The switch I used is a common, cheap model 817 optocoupler (pdf datasheet).  When current flows from pin 1 to 2, the optocoupler is turned on, creating a short from pin 4 to pin 3.  For my small circuit shown above, pin 4 is connected to the PS_ON signal, and pin 3 is connected to ground on the server PSU.  Pin 1 is connected to 12V (from the 4-pin 3.5" floppy drive power connector), and pin 2 is connected to ground.  On the back of the board is a 1K current-limiting resistor in series with the red LED which is a power on indicator.

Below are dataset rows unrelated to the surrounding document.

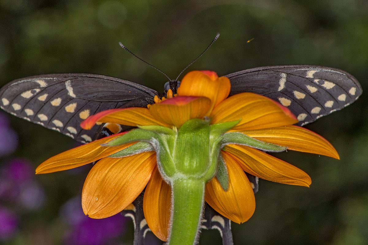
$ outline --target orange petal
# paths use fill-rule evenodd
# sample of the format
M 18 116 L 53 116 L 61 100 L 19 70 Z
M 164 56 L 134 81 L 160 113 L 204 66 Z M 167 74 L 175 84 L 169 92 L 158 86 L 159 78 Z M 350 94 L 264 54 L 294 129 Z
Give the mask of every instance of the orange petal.
M 195 71 L 184 76 L 178 94 L 180 96 L 207 97 L 211 100 L 210 111 L 229 96 L 230 80 L 227 78 L 218 78 L 213 72 Z M 208 115 L 209 113 L 206 115 Z
M 238 160 L 243 170 L 275 182 L 309 187 L 310 177 L 303 171 L 261 151 L 245 145 L 227 145 L 225 150 Z
M 179 128 L 190 119 L 203 118 L 210 104 L 205 97 L 177 96 L 153 104 L 149 109 L 158 121 Z
M 171 213 L 171 188 L 156 168 L 143 197 L 143 212 L 148 227 L 164 241 L 167 239 Z
M 130 146 L 135 142 L 114 147 L 102 146 L 101 144 L 126 133 L 124 132 L 103 138 L 54 156 L 38 166 L 36 169 L 36 173 L 46 173 L 70 169 L 109 156 Z
M 152 125 L 168 126 L 156 120 L 152 117 L 148 109 L 143 107 L 130 107 L 103 111 L 89 116 L 82 122 L 81 127 L 85 129 L 91 129 L 97 122 L 135 127 L 138 125 Z
M 211 117 L 212 124 L 241 119 L 231 131 L 279 127 L 298 122 L 295 116 L 285 107 L 251 93 L 229 97 L 215 108 Z
M 217 179 L 213 178 L 206 185 L 205 200 L 217 212 L 240 224 L 248 220 L 254 212 L 254 194 L 238 163 L 228 153 L 222 154 L 229 173 L 229 189 L 224 191 Z
M 82 193 L 82 206 L 93 219 L 112 216 L 143 190 L 156 165 L 150 151 L 120 158 L 105 158 L 89 172 Z
M 337 152 L 326 139 L 301 127 L 292 125 L 246 130 L 242 133 L 265 142 L 287 147 L 288 149 L 315 153 L 340 159 Z

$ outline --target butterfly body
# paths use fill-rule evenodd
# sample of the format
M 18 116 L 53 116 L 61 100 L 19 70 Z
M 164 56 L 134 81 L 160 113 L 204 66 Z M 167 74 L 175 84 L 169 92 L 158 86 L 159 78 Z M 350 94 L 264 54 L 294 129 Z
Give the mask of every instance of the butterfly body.
M 343 108 L 362 93 L 360 85 L 352 75 L 324 66 L 264 66 L 226 76 L 230 80 L 230 96 L 251 92 L 268 97 L 288 108 L 301 126 Z M 89 130 L 82 129 L 81 122 L 89 115 L 110 109 L 146 107 L 153 103 L 155 96 L 165 96 L 169 88 L 175 93 L 180 82 L 171 80 L 167 83 L 160 96 L 143 85 L 106 76 L 40 75 L 17 79 L 3 87 L 0 89 L 0 107 L 12 115 L 85 143 L 116 132 L 113 127 L 103 128 L 102 126 Z M 121 126 L 118 130 L 131 127 Z M 256 192 L 258 179 L 249 176 L 250 180 Z M 141 227 L 138 226 L 145 221 L 141 203 L 137 202 L 134 203 L 137 206 L 135 210 L 122 213 L 133 219 L 136 225 L 134 244 L 141 244 L 148 228 L 146 225 Z M 205 216 L 202 228 L 219 230 L 223 244 L 232 244 L 229 220 L 209 208 L 206 209 Z

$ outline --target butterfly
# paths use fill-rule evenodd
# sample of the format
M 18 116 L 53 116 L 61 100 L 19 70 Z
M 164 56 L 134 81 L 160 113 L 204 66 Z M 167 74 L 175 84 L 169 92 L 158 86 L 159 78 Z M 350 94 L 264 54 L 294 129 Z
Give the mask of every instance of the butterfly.
M 359 82 L 343 71 L 325 66 L 266 66 L 247 69 L 225 76 L 230 80 L 230 96 L 251 92 L 270 98 L 288 108 L 302 126 L 350 104 L 361 94 Z M 40 75 L 14 80 L 0 90 L 0 108 L 16 116 L 56 130 L 83 142 L 100 135 L 103 125 L 86 130 L 80 123 L 102 111 L 132 107 L 146 107 L 153 97 L 174 91 L 177 81 L 165 84 L 163 93 L 119 78 L 86 73 Z M 121 131 L 130 127 L 122 126 Z M 99 136 L 100 137 L 100 136 Z M 258 179 L 249 176 L 255 192 Z M 135 244 L 143 244 L 149 228 L 144 220 L 139 197 L 134 210 L 123 213 L 135 227 Z M 224 244 L 233 244 L 229 220 L 206 208 L 202 228 L 218 230 Z

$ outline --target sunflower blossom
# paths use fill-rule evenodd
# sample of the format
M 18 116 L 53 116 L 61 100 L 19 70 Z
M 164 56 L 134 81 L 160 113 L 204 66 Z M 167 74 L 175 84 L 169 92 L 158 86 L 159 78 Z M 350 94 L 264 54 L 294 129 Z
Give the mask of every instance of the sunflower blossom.
M 177 96 L 156 98 L 148 108 L 101 112 L 81 124 L 85 129 L 97 123 L 138 128 L 53 156 L 36 173 L 100 159 L 83 187 L 86 215 L 96 219 L 113 215 L 146 188 L 144 211 L 152 232 L 170 244 L 193 244 L 204 200 L 237 223 L 252 216 L 254 195 L 244 172 L 274 182 L 309 186 L 311 181 L 305 173 L 265 151 L 287 149 L 339 158 L 324 138 L 293 125 L 298 120 L 286 108 L 252 93 L 228 97 L 230 87 L 228 79 L 214 72 L 190 72 Z M 191 238 L 186 240 L 186 236 Z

I also made an even simpler interlock using only an optocoupler with the pins straightened and 0.1" header pins:
I connect pins 1 and 2 to the motherboard's power LED pins, which would normally light up a LED  when the motherboard powers up.  The motherboard already has a current-limiting resistor for the power LED, which typically limits the current to around 10mA.

## Friday, May 12, 2017

### Dummy plugs for headless GPU rigs

I've read about people claiming they needed to plug a monitor (or dummy plug) into one GPU card or else they couldn't use the card.  I had never encountered any problems with either fglrx or AMDGPU-Pro drivers until recently.  I moved a 4GB R9 380 card from an Ubuntu 14.04/fglrx rig to a Ubuntu 16.04/AMDGPU-Pro rig.  The remaining cards are 2GB R7 370 cards, and I started getting memory allocation errors for the primary card.  After checking with "ethminer --list-devices", I noticed the first card had about half the maximum memory allocation limit of the others:
Genoil's ethminer 0.9.41-genoil-1.2.0nr
=====================================================================
Forked from github.com/ethereum/cpp-ethereum
CUDA kernel ported from Tim Hughes' OpenCL kernel
With contributions from nicehash, nerdralph, RoBiK and sp_

ETH: 0xeb9310b185455f863f526dab3d245809f6854b4d

[OPENCL]:
Listing OpenCL devices.
FORMAT: [deviceID] deviceName
[0] Pitcairn
CL_DEVICE_TYPE: GPU
CL_DEVICE_GLOBAL_MEM_SIZE: 1920991232
CL_DEVICE_MAX_MEM_ALLOC_SIZE: 970981376
CL_DEVICE_MAX_WORK_GROUP_SIZE: 256
[1] Pitcairn
CL_DEVICE_TYPE: GPU
CL_DEVICE_GLOBAL_MEM_SIZE: 2095054848
CL_DEVICE_MAX_MEM_ALLOC_SIZE: 1868562432
CL_DEVICE_MAX_WORK_GROUP_SIZE: 256

I have an old VGA LCD monitor that I connected using a HDMI-VGA adapter.  After connecting the monitor, nearly the full amount became available:
Genoil's ethminer 0.9.41-genoil-1.2.0nr
=====================================================================
Forked from github.com/ethereum/cpp-ethereum
CUDA kernel ported from Tim Hughes' OpenCL kernel
With contributions from nicehash, nerdralph, RoBiK and sp_

ETH: 0xeb9310b185455f863f526dab3d245809f6854b4d

[OPENCL]:
Listing OpenCL devices.
FORMAT: [deviceID] deviceName
[0] Pitcairn
CL_DEVICE_TYPE: GPU
CL_DEVICE_GLOBAL_MEM_SIZE: 1969225728
CL_DEVICE_MAX_MEM_ALLOC_SIZE: 1750073344
CL_DEVICE_MAX_WORK_GROUP_SIZE: 256
[1] Pitcairn
CL_DEVICE_TYPE: GPU
CL_DEVICE_GLOBAL_MEM_SIZE: 1968177152
CL_DEVICE_MAX_MEM_ALLOC_SIZE: 1750073344
CL_DEVICE_MAX_WORK_GROUP_SIZE: 256

I also found the monitor doesn't have to be plugged in, just the HDMI-VGA adapter.  While there might be a way to configure fglrx so that the full memory is available without the adapter, I'm more interested in learning more about AMDGPU-Pro.